''Semudah itu lo pergi, dan semudah itu juga lo minta maaf, dan semudah itu juga lo minta mengulang semuanya dari awal. Sedangkan Anna bersusah payah untuk melupakan lo, tapi lo balik dengan mudahnya,'' suara berat itu menyadarkan keduanya. Berdiri di hadapan mereka sambil bersedekap d**a.
Anna menggeram, tangannya terkepal kuat di samping, ''Atas asas apa lo bisa ngomong kayak gitu hah? Memangnya lo lupa, karena lo gue sama Bima jadi kayak gini?!''
Andi mengembangkan senyum iblisnya, ''Tentu gue ngak akan lupa Anna. Tapi sayangnya gue bukan seorang pengecut yang begitu saja pergi tanpa alasan. Apalagi ninggalin orang yang dia suka,'' nadanya sedikit menyindir.
Bima menatap Andi garang, ''Mau lo apa sih?''
Andi mengangkat satu alisnya, ''Memperjuangkan apa yang seharusnya gue perjuangkan.''
Bima mengepalkan tangannya, meninju perut Andi. Emosinya sudah tak terkendalikan. Satu tinjuan lagi mengenai ujung bibirnya.
Anna membulatkan matanya, ''EH UDAH ASTAGA. KALIAN TUH KAYAK ANAK KECIL DEH!'' Anna berusaha melerai keduanya. Menghentikan Bima yang masih terlelap dalam emosi.

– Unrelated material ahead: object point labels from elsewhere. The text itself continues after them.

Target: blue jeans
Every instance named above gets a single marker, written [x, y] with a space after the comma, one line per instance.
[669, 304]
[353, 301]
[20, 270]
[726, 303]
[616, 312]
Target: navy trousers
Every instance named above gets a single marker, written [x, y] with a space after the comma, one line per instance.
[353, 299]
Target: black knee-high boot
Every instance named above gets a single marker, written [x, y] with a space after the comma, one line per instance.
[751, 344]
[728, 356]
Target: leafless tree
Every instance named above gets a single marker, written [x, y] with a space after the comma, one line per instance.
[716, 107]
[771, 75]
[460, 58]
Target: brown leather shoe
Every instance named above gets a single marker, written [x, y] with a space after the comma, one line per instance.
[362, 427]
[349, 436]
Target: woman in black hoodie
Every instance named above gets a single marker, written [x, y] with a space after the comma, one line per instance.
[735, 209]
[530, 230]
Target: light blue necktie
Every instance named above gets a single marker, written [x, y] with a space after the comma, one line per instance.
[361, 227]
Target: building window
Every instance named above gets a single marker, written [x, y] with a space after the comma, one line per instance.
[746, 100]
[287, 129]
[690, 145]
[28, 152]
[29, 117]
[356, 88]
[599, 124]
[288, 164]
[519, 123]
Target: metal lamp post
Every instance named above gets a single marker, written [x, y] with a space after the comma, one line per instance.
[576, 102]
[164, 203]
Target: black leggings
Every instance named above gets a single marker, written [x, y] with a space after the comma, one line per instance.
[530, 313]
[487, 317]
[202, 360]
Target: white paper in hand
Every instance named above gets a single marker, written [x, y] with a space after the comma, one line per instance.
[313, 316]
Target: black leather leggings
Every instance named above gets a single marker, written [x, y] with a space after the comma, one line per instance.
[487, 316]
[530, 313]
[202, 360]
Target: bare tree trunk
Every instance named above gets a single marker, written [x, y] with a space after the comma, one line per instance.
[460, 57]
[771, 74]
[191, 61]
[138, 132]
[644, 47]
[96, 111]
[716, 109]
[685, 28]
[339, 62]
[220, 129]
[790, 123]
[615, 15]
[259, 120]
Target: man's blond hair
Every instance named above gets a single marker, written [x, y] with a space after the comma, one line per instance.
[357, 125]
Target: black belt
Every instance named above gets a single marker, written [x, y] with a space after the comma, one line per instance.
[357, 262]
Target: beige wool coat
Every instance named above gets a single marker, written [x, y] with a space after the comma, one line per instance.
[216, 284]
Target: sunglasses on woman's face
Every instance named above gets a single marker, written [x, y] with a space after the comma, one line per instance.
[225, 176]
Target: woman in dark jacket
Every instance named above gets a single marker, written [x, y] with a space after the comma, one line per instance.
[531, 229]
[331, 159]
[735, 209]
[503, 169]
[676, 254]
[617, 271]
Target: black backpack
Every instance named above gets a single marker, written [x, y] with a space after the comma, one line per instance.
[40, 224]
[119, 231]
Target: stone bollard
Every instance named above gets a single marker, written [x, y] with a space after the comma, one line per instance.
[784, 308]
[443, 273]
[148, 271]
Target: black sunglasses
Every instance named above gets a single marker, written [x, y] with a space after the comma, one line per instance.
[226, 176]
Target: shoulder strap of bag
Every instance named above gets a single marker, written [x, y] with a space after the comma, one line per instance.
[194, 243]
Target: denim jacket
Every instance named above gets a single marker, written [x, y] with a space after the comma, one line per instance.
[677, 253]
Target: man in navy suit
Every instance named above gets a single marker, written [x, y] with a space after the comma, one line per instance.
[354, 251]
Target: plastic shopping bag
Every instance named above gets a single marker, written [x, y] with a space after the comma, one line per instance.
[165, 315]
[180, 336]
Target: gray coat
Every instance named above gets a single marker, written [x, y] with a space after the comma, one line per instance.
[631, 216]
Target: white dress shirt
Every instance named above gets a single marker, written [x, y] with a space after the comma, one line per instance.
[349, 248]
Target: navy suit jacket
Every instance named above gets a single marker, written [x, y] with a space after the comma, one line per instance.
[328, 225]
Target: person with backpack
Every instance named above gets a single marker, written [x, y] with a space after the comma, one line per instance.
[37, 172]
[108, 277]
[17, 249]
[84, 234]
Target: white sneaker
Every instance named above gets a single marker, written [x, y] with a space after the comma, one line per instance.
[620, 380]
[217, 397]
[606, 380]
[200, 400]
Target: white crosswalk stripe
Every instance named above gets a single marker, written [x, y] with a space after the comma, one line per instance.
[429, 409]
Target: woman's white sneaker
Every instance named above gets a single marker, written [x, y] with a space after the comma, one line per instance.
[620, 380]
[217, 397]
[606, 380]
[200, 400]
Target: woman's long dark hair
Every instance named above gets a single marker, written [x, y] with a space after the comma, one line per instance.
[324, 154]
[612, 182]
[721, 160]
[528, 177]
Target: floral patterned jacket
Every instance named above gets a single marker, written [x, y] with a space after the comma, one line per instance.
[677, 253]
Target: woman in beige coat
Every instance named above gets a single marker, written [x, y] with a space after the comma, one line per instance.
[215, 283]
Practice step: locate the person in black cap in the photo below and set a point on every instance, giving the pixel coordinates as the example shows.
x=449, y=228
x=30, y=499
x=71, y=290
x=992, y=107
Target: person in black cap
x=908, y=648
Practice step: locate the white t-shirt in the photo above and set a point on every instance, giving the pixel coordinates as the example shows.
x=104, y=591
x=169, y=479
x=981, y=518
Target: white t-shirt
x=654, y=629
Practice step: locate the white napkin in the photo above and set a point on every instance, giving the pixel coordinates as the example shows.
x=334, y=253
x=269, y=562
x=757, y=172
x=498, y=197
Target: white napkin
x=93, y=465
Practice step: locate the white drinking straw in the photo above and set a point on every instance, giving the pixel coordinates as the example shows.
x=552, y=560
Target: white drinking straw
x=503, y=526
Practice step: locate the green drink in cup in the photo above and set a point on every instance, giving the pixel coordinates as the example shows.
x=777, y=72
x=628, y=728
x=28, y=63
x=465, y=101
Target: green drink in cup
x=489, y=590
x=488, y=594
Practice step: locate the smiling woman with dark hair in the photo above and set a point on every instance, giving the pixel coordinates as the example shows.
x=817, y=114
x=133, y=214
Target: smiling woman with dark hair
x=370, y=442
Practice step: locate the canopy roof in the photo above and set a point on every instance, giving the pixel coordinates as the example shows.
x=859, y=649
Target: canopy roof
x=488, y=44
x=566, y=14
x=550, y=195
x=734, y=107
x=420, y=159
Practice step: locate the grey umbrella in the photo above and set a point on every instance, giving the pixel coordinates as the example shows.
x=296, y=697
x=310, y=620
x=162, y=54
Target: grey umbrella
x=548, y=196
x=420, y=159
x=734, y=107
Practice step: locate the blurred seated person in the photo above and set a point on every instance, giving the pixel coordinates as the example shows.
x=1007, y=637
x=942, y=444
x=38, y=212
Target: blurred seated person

Andi mengelap darah yang mengalir dengan ibu jarinya, tersenyum kecut. Lengannya membantunya untuk bertumpu.
''See, siapa yang pengecut?'' Kata Andi. Dia bangkit berdiri, menepuk celananya yang agak sedikit kotor. Lalu tangannya menarik lengan Anna. Membawa Anna menjauh dari Bima.
***
''Lo mah, kayak anak kecil aja deh, berantem segala,'' Anna membawa Andi ke UKS. Sejak tadi Andi memang merengek minta di obatin sama Anna, dengan berbagai macam alasan.
''Lah, kan gue yg di tonjokin. Kok lo ngebelain dia sih?'' Kata Andi sambim duduk di ranjang UKS.
Anna kembali, membawa kotak P3K di tangannya. Ia mengambil satu kapas lalu memberinya alkohol.
''Kalo gue ngebelain dia. Ngak mungkin gue sama lo di sini, suek!'' Anna menekan luka Andi.
''Lo gila ya? Ngak punya perasaan! Sakit tau!'' Ringisnya. Anna acuh tak acuh. Masa bodo, lagian siapa suruh. Dia sendiri yang mau kok.
''Lo udah tau ya, Bima mau balik?'' Kata Anna mengalihkan pembicaraan.
Andi menggeleng, ''Ngak. Gue ngak tahu sama sekali, lagian gue ngak perduli,''
''Lagian dia datang di saat yang tidak tepat,'' Anna membereskan peralatan P3K, lalu mengembalikannya ke tempat semula. Ia menyeret kursi, lalu duduk di kursi tersebut.
''Lo masih punya perasaan sama dia, Ann?'' Tanya Andi skeptis.
Anna mengangkat bahunya acuh tak acuh, ''Entah. Gue juga ngak tau perasaan gue ke dia gimana,''
''Kalau ke gue?''
***
''Der, kakak mau curhat dong,'' kata Anna kepada Dersa yang sedang menyantap cemilannya.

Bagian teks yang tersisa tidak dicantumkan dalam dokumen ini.